The Great Resignation of 2022 is over. Employees are far less eager to YOLO out of their jobs now, but businesses face a new challenge: the Great Detachment. According to a recent Gallup poll, only 1 in 3 Gen Z and millennial employees feel engaged at work. The other two-thirds may be going through the motions of productivity theater.
What’s the solution for workplace malaise?
Mikael Krogerus and Roman Tschäppeler, co-authors of international bestseller The Collaboration Book, have some ideas (44 of them, to be exact). In a joint interview with b., they made the case for small wins from small teams and why detachment, like collaboration, is a two-way street.
b.: What made you say, “We need to put this book into the world”?

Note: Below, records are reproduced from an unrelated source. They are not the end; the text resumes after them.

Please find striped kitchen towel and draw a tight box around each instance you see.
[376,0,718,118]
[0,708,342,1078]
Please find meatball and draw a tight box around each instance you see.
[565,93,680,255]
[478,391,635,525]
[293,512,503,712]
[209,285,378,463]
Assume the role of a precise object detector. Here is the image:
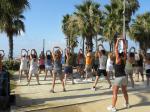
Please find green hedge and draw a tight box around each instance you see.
[3,60,20,71]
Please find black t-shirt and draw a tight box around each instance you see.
[134,55,143,67]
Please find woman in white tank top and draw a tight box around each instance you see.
[28,49,40,85]
[19,49,28,81]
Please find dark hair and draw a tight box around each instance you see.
[46,54,51,59]
[129,52,135,58]
[119,52,124,57]
[101,50,106,55]
[31,54,37,59]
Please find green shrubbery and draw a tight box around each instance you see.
[3,60,20,71]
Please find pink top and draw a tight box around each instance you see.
[39,58,45,65]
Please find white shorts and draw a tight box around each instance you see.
[106,66,114,72]
[114,76,127,87]
[29,69,38,74]
[45,65,53,70]
[20,66,28,71]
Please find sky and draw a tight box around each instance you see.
[0,0,150,56]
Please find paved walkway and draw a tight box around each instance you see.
[13,73,150,112]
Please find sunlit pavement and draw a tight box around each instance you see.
[12,73,150,112]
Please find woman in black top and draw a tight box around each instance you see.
[107,38,129,112]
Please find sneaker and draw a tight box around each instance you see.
[63,88,66,92]
[50,89,55,93]
[91,87,96,91]
[124,104,130,108]
[107,105,117,112]
[109,85,112,89]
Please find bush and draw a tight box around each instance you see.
[3,60,20,71]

Krogerus and Tschäppeler: We wanted to look deeper into the mechanics of collaboration. Our best days at work aren’t necessarily the days that are “successful,” rather the days that aren’t exhausting. What seems to drain us most is bad teamwork, and what lifts us up most is good teamwork.
One concept that stuck with us is Karl Weick’s idea of small wins. Most people say you should “think big” and “believe in the vision,” but every project has a valley where we get tired and lose sight of the goal. And in that valley, you can’t force it, but you can celebrate the small stuff. Every mountaineer knows this: Many small steps are less impressive than a few big ones — but they are less exhausting and take us further.

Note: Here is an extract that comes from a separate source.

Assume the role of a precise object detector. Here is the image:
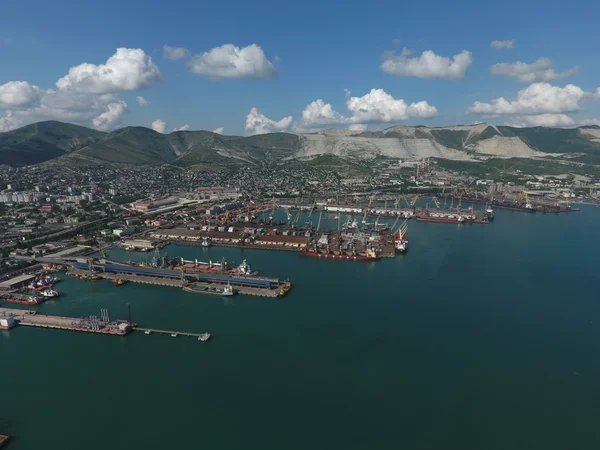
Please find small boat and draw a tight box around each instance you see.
[40,289,60,298]
[198,333,210,342]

b: Employee disengagement has an estimated global cost of $8 trillion. Can better collaboration make a difference?
Krogerus and Tschäppeler: A lot of people — not only Gen Z — feel disengaged in their workplace. There are many structural reasons why this is the case, and we don’t know of an easy cure.
As an employer, one of the most important things to do is to create trust. When we talk about trust, what we usually mean is, “Can I trust this person?” We rarely think of things like, “Can this person trust me?” Or, “Can my employees trust this company?” Some experts suggest that burnout and quiet quitting are not only caused by massive workload, but by interpersonal problems — bad leadership, bad collaboration.

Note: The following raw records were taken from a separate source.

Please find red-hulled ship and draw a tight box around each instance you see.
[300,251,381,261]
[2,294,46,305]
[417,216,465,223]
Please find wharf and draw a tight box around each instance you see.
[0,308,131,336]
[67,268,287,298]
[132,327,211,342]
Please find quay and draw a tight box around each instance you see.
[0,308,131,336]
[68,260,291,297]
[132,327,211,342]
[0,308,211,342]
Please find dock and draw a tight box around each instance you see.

b.: Please tell us about the Two Pizza Rule.
Krogerus and Tschäppeler: Apparently, Jeff Bezos came up with it after founding Amazon: A team should be small enough that it can be fed by two pizzas. In smaller groups — five to seven — people can’t hide, so everyone takes a greater share of the responsibility. And small groups make it easier to turn strangers into friends, since everyone has to interact at some point.
b.: As Swiss and Finnish authors, what can American workers learn from your countries’ ethos?
Krogerus and Tschäppeler: There is a Swiss rule of thumb: Promise 80, deliver 80. Don’t oversell ideas; deliver what you promise. Finland works in a similar way. There’s a saying: “Less talk, more hockey.”
The Collaboration Book is available now.